С каждым годом все дальше и дальше уходит от нас война, все меньше становится свидетелей тех страш­ных событий. Но имеем ли мы право забыть годы, во­шедшие горем в каждый дом, унесшие жизни мил­лионов людей? Можем ли мы предать память о наших дедах, отдавших свою жизнь за свободу своей Роди­ны, своих детей и внуков? И особенно ясно это пони­маешь после прочтения книг о Великой Отечествен­ной войне, написанных авторами, знающими о ней не понаслышке, являющимися прямыми участниками военных действий. Книгой-откровением стала авто­биографичная повесть Константина Воробьева «Это мы, Господи!», написанная в 1943 году. Показанная в ней сила человеческого духа заставляет переосмыс­лить все жизненные ценности, задуматься о смысле собственной жизни. Ведь шли на войну и погибали за свою землю мальчишки, не намного старше нас.

Так, герою повести Сергею Кострову всего 23 года, а жизненный опыт его, приобретенный за три года жизни в фашистских лагерях, вызовет сострадание и уважение и у людей более зрелого возраста. Даже в тех нечеловеческих условиях, которые выпали на его долю, Костров сумел сохранить достоинство. «... я мо­лод и хочу жить. Значит, хочу еще бороться». И он бо­ролся. На протяжении всего повествования автор рас­сказывает нам о том, что пришлось пережить, выстра­дать его герою.

Претерпевая муки голода, физические страдания, ежедневную угрозу смерти, молодой лейтенант не ос­тавлял мысли о свободе, использовал каждую малей­шую возможность для избавления от вражеского плена.
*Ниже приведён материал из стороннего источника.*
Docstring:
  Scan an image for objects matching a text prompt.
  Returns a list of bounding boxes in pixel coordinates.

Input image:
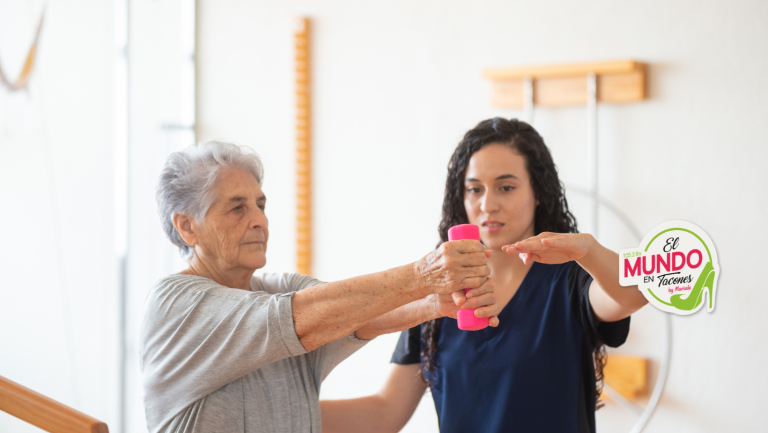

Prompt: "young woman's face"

[464,144,538,249]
Мучительно бесконечно тянулись дни. Многое при­шлось пережить главному герою повести: и тиф, и из­нуряющий голод, когда «от истощения пергаментной бумагой шелестели перепонки ушей, носом нельзя было дышать — шумом и треском наполнялась голо­ва». Видел он, как люди, наделенные властью, изде­вались над другими, беззащитными, людьми — мори­ли их голодом, убивали ради забавы, давали непо­сильную работу. Видел, как «диким и жадным огнем загорались дотоле равнодушно-покорные глаза чело­века при виде серенького кирпичика», как люди теря­ли волю к жизни, человеческое достоинство, смиря­лись со своим бесправным положением, уподобля­лись бессловесным животным. Но были и другие, подобные Сергею Кострову, борющиеся за каждую минуту своей жизни, использующие любую случай­ную возможность для того, чтобы обрести свободу. Та­кими были капитан Николаев, и Ванюшка, и Мотвя-кин с Устиновым. Все они, как и главный герой, про­несли через все испытания удивительную жизнестойкость. Только мысль о побеге давала силы для того, чтобы выжить в страшных условиях фаши­стского плена. «Тяжелым ленивым шаром катились дни. Подминал этот шар под тысячепудовую тяжесть тоски и отчаяния людей, опустошая душу, терзая тело. Не было дням счета и названия, не было счета и определения Думам, раскаленной массой залившим мозг...».




Даже превратившись в «долговязого скелета, обтя­нутого сухой желтой кожей», Сергей Костров думает о том, что в глубине его души еще живет, «то», что «заставляет тело терпеть до израсходования послед­ней кровинки». «Это самое «то» можно вырвать, но только цепкими когтями смерти». Это — сила духа, жажда жизни, свободолюбие. Даже на жестоких до­просах он отстаивает право на свою независимость: «— Почему бежал? — Это мое право».

Право любого человека — быть свободным, стре­миться к свободе. И лишить человека этого права нельзя даже под угрозой смерти.

Не раз бывало и так, что кончались силы, казалось, легче умереть, чем дальше выносить весь этот ужас: «Разогнаться и об острый угол барака... самому», что­бы не распорядился твоей жизнью кто-нибудь другой, считающий себя вправе это сделать. На помощь Сер­гею приходила память: «Оставалось последний раз прошагать мысленно свои двадцать три года. Нет, в прошлом все было так, как надо... Иначе он и не мог. Только так, как было и должно быть! И только обрыв этой немноголистной повести нелепый... без подписи, без росчерка...». Не мог этот упрямый юноша сми­риться с таким концом, и борьба продолжалась. По­весть автобиографична, значит, герой выжил, высто­ял в этом аду, и от своего имени, от имени тех, кто про­шел то же горнило, кричит: «Это мы, Господи!». Слышишь ли ты? Слышал ли ты?